С доблестной стойкостью он сопротивлялся всем течениям неоромантического сентиментализма и пагубной моде на так называемые социальные вопросы. Он был убежден, что социальный вопрос неразрешим в этом мире, что всегда будут богатые и бедные и что не может быть иного спасения, кроме того, которое принесут милосердие первых и смирение вторых; а потому он удалялся от споров, ни к чему полезному не ведущих, и укрывался в чистой области незапятнанного искусства, куда не долетают бурные страсти и где человек находит утешающее убежище от жизненных разочарований. Еще он ненавидел бесплодный космополитизм, который только ввергает умы в обессиливающие грезы и расслабляющие утопии; а любил он свою божественную Испанию, столь же оклеветанную, сколь и незнакомую многим своим детям; ту Испанию, которая даст ему в будущем материал для трудов, залога его грядущей славы.
Мощную энергию своего духа Папарригопулос направил на изучение быта и жизни нашего народа в прошлые века, и труд его был самоотвержен и основателен. Он надеялся — ни больше ни меньше — восстановить перед взором своих соотечественников прошлое, — иначе говоря, настоящее наших предков, — и, зная, сколь иллюзорны были попытки тех, кто делал это на основе чистой фантазии, он неутомимо рылся во всевозможных древних памятниках, чтобы воздвигнуть здание своей исторической науки на незыблемых столпах. Любое событие прошлого, каким бы незначительным оно ни казалось, представляло в его глазах бесценное сокровище.
Он знал, что нужно научиться видеть мир в капле воды, что по одной кости палеонтолог представляет целое животное, а археолог восстанавливает древнюю цивилизацию по ручке от горшка. Он знал также, что не следует смотреть на звезды через микроскоп и через телескоп на инфузории, как это делают юмористы, чтобы затуманить зрение. Однако, хотя он и знал, что гениальному археологу достаточно ручки от горшка, чтобы реконструировать искусство, погребенное в пучине забвения, себя он по скромности гением не считал и предпочитал две ручки одной — чем больше ручек, тем лучше, а лучше всего целый горшок.
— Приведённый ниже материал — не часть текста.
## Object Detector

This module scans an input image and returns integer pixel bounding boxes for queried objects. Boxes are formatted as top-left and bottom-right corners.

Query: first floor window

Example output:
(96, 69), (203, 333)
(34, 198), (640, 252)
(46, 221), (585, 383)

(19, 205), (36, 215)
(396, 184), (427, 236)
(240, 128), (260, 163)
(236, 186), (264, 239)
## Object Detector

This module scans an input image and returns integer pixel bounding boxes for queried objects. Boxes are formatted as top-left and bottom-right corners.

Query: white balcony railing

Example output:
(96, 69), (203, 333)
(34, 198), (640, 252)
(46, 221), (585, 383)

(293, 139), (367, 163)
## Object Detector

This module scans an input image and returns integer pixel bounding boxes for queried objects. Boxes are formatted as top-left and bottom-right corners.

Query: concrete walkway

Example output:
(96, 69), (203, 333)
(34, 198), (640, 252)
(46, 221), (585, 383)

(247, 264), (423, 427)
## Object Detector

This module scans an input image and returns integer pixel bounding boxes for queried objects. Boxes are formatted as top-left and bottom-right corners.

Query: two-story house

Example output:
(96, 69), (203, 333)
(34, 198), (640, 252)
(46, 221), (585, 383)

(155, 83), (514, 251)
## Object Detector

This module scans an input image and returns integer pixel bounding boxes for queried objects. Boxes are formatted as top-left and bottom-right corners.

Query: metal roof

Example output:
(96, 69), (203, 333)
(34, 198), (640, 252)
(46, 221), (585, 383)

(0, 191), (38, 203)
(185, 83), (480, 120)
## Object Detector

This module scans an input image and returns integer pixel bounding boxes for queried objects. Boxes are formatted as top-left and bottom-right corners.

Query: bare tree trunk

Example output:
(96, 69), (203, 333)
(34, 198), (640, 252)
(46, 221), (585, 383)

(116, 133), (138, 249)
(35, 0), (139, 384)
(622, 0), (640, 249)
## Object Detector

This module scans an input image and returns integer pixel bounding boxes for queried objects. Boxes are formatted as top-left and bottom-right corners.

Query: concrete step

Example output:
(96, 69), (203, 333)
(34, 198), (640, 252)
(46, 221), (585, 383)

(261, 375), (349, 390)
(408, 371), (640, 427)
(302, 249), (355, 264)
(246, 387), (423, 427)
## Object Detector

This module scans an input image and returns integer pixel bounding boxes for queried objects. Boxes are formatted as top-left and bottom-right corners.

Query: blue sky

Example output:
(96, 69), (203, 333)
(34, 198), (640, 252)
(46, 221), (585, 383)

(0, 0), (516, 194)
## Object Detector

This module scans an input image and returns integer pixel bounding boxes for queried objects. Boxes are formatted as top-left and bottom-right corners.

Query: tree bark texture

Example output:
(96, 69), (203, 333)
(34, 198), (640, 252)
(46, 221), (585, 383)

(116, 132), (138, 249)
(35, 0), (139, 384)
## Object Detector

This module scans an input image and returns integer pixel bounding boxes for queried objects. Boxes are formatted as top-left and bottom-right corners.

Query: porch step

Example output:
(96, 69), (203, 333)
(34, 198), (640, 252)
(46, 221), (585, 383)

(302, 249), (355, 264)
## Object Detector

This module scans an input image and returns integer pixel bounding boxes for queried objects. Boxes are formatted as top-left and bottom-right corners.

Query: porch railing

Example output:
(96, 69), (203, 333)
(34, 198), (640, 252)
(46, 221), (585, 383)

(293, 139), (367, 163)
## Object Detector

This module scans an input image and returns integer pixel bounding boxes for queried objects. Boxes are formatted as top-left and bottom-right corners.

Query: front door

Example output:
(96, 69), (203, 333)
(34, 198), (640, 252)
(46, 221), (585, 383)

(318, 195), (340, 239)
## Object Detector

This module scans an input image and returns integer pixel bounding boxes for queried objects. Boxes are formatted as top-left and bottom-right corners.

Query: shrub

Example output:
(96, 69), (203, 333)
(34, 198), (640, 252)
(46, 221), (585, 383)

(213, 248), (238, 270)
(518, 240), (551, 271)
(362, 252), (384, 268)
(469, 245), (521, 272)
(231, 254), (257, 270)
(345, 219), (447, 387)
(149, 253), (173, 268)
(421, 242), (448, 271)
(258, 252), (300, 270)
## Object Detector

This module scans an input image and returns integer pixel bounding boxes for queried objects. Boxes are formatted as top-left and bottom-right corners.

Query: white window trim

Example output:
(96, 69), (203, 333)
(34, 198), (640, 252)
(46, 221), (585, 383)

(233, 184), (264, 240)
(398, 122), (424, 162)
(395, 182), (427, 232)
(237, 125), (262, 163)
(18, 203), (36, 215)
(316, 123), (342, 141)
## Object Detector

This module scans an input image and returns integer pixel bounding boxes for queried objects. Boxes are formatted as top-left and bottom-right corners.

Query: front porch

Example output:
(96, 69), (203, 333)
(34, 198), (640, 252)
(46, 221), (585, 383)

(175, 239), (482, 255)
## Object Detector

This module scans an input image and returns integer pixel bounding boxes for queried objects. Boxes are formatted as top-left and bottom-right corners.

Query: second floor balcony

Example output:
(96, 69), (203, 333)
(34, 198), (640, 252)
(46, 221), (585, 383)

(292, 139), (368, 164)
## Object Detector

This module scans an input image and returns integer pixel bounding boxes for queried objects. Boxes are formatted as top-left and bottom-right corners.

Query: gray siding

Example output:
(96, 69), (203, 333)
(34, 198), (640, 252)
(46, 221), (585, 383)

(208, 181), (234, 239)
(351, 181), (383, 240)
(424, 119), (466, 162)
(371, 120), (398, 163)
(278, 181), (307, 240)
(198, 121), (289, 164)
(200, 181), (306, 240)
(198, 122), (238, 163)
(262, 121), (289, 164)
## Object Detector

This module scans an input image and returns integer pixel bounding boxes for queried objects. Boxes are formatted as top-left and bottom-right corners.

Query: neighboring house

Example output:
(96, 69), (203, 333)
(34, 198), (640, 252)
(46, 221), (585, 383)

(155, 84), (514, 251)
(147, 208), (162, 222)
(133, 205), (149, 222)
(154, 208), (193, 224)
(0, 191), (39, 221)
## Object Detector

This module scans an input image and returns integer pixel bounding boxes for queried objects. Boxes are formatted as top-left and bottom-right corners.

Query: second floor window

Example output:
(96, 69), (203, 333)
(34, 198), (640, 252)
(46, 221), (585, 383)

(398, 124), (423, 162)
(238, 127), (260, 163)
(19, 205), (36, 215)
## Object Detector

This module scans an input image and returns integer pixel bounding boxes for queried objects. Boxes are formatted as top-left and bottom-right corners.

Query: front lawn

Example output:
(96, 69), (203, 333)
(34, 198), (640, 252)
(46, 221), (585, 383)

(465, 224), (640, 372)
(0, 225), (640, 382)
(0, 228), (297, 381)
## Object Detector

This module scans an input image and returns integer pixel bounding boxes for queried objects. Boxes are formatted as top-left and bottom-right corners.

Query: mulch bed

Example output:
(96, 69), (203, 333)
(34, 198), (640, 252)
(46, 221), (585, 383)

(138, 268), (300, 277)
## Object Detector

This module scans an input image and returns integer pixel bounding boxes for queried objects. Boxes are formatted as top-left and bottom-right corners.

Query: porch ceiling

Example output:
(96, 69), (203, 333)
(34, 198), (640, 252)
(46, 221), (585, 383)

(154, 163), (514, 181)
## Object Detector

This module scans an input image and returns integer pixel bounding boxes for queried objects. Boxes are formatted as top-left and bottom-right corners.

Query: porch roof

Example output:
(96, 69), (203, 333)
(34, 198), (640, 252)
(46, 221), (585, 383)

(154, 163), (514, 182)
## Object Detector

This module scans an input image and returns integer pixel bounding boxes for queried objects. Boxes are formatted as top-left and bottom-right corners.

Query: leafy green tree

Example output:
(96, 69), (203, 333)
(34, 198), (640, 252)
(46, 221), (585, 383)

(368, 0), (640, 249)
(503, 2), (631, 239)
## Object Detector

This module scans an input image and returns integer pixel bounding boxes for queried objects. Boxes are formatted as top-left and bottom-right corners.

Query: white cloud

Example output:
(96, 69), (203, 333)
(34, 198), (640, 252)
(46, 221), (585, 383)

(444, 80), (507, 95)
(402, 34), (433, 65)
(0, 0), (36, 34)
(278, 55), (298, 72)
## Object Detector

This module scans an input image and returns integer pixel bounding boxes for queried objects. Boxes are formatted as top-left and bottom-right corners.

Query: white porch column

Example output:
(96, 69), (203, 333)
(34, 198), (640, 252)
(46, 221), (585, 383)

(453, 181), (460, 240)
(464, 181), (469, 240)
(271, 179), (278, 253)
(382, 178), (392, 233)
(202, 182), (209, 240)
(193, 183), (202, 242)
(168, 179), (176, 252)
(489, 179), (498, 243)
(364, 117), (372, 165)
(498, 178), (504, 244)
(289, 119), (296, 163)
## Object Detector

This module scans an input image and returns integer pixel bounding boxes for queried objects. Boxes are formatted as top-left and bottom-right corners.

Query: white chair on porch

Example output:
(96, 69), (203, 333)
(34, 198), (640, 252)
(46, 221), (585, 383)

«Все, что по видимости выигрываешь в широте, проигрываешь в глубине», — таков был его девиз. Знал также Папарригопулос, что в самую специальную работу, в самую конкретную монографию можно вложить целую философию; он особенно верил в чудеса, возникающие от разделения труда, и в стремительный прогресс науки вследствие самоотверженности легиона лягушкорезов, датоискателей, каплеучетчиков.
Его внимание привлекали прежде всего самые трудные и сложные проблемы нашей литературной истории, — например, где находится родина Пруденция{67}; хотя в последнее время, как говорили, из-за каких-то любовных неудач Папарригопулос занялся изучением испанских женщин прошлых веков.
Как раз в работах, на первый взгляд незначительных, можно было увидеть и оценить остроту, здравый смысл, догадливость, великолепную историческую интуицию и критическое проникновение С. Папарригопулоса. Его качества надо было наблюдать именно там, в приложении к конкретному, к живому, а не в абстракции и чистой теории; его надо было видеть в его сфере. Каждая из этих диссертаций являла собой законченный курс индуктивной логики, монумент столь же поразительный, как труд Лионне об ивовой гусенице, и главное, была доказательством суровой любви к святой Истине. Антолин С. Папарригопулос, как чумы, боялся фантазии и считал, что, только привыкая уважать божественную Истину даже в самом малом, мы можем должным образом почитать ее в великом.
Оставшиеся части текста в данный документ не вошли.